France and Mexico signed an agreement to cooperate on fighting the trafficking of artifacts. Details of the arrangement were not immediately released. [Associated Press]
Officials are restarting the selection process for the curator of the South Korean pavilion at the 2022 Venice Biennale, following allegations that a juror had a conflict of interest because they work in the same organization as two of the finalists for the job. [The Korea Times]
Virginia Museum of Fine Arts curator Valerie Cassel Oliver spoke with ARTnews about her new show, “The Dirty South: Contemporary Art, Material Culture, and the Sonic Impulse,” which looks at the foundational role that African American art played in the development of modernism and pop culture in America.
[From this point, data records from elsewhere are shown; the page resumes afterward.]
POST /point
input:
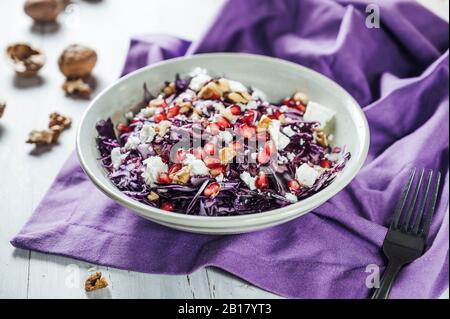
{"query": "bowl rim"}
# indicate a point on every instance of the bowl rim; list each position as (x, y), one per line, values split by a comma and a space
(300, 207)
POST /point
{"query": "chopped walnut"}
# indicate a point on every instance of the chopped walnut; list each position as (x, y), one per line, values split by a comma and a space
(239, 97)
(321, 137)
(2, 107)
(300, 97)
(263, 124)
(95, 281)
(156, 102)
(170, 89)
(152, 196)
(59, 122)
(226, 155)
(163, 127)
(223, 84)
(210, 91)
(181, 176)
(78, 87)
(44, 137)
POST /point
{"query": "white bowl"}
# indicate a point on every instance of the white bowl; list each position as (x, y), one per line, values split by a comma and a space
(278, 79)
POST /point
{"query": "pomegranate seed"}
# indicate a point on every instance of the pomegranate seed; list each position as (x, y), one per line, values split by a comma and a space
(235, 109)
(247, 131)
(270, 148)
(163, 178)
(289, 102)
(212, 190)
(180, 156)
(160, 117)
(248, 118)
(236, 146)
(300, 107)
(325, 163)
(210, 149)
(214, 172)
(293, 185)
(262, 181)
(222, 122)
(167, 206)
(173, 111)
(174, 168)
(213, 129)
(263, 157)
(123, 128)
(199, 153)
(212, 162)
(277, 114)
(262, 136)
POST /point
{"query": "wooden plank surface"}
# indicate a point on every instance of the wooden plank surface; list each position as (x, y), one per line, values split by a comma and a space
(106, 26)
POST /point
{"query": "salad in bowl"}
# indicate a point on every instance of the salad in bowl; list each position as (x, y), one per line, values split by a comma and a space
(211, 146)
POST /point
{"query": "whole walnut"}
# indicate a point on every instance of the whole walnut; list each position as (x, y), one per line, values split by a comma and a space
(44, 10)
(77, 61)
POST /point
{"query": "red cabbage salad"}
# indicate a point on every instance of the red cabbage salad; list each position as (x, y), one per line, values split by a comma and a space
(211, 146)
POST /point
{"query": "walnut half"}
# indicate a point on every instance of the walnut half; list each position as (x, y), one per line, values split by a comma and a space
(95, 281)
(25, 59)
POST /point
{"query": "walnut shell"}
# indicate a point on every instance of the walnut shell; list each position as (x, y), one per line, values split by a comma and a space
(77, 61)
(44, 11)
(25, 59)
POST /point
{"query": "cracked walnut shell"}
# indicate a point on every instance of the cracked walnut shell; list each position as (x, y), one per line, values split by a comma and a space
(94, 282)
(43, 11)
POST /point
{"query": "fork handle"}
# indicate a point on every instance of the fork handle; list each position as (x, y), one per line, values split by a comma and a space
(387, 280)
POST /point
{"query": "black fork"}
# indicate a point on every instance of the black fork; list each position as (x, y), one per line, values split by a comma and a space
(406, 237)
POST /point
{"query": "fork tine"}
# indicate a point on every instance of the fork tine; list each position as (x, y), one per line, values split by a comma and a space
(412, 205)
(424, 197)
(429, 217)
(401, 202)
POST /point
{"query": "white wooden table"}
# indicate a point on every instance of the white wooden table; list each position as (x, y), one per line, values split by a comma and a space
(25, 176)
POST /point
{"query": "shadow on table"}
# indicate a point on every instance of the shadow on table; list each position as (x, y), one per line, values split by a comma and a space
(25, 82)
(45, 28)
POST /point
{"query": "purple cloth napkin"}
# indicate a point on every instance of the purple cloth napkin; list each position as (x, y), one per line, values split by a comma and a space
(399, 73)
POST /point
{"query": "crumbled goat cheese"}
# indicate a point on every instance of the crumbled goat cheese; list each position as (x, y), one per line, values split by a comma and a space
(197, 71)
(236, 86)
(280, 140)
(196, 166)
(284, 108)
(316, 112)
(288, 131)
(163, 127)
(306, 175)
(187, 95)
(226, 136)
(132, 142)
(147, 133)
(258, 94)
(148, 111)
(129, 115)
(199, 81)
(248, 180)
(290, 156)
(291, 197)
(153, 167)
(219, 178)
(116, 157)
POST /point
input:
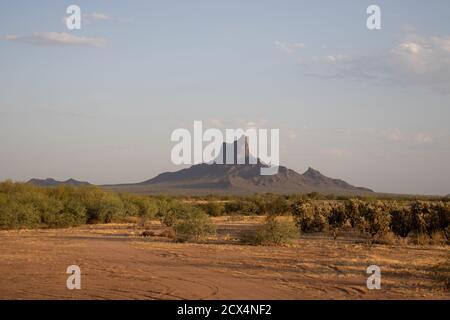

Asked Oliver, “If you have blues or jazz as the American original art form, what is the visual equivalent to that?” [ARTnews Live]
Artist Marta Minujin was a star of Documenta 14 in Kassel, Germany, in 2017, for her gigantic Parthenon of Books, made with some 100,000 volumes. Now she has created a 138-foot-long sculpture with the (self-explanatory) title Big Ben Lying Down With Political Books for the Manchester International Festival. It looks great! [BBC News]
Rochelle Steiner has quit as chief curator and director of curatorial affairs and programs at the Palm Springs Art Museum in California. Last week, Adam Lerner was tapped to be the museum’s new director. Steiner had been with the institution since 2019. [The Desert Sun]
The Pageant of the Masters—the annual showcase of tableaux vivants in Laguna Beach, California—has reopened after being shuttered last year because of the pandemic. Here is a peek behind the scenes. [11 ABC]
The Kicker
PRINCES WILLIAM AND HARRY UNVEILED A STATUE of their late mother, Princess Diana, at Kensington Palace in London on Thursday. The piece, with Diana flanked by young children, was created by the artist Ian Rank-Broadley (People has a primer for the uninitiated). Critic Jonathan Jones was quick to weigh in in the Guardian: Thumbs down. Jones likens it to “an uncontrolled wail of artistically absurd pathos,” describes it as “a spiritless and characterless hunk of nonsense,” and says that it “shamelessly plays up to the most mawkish aspects of Diana worship.” OK, we get it!
Thank you for reading. We’ll see you on Monday.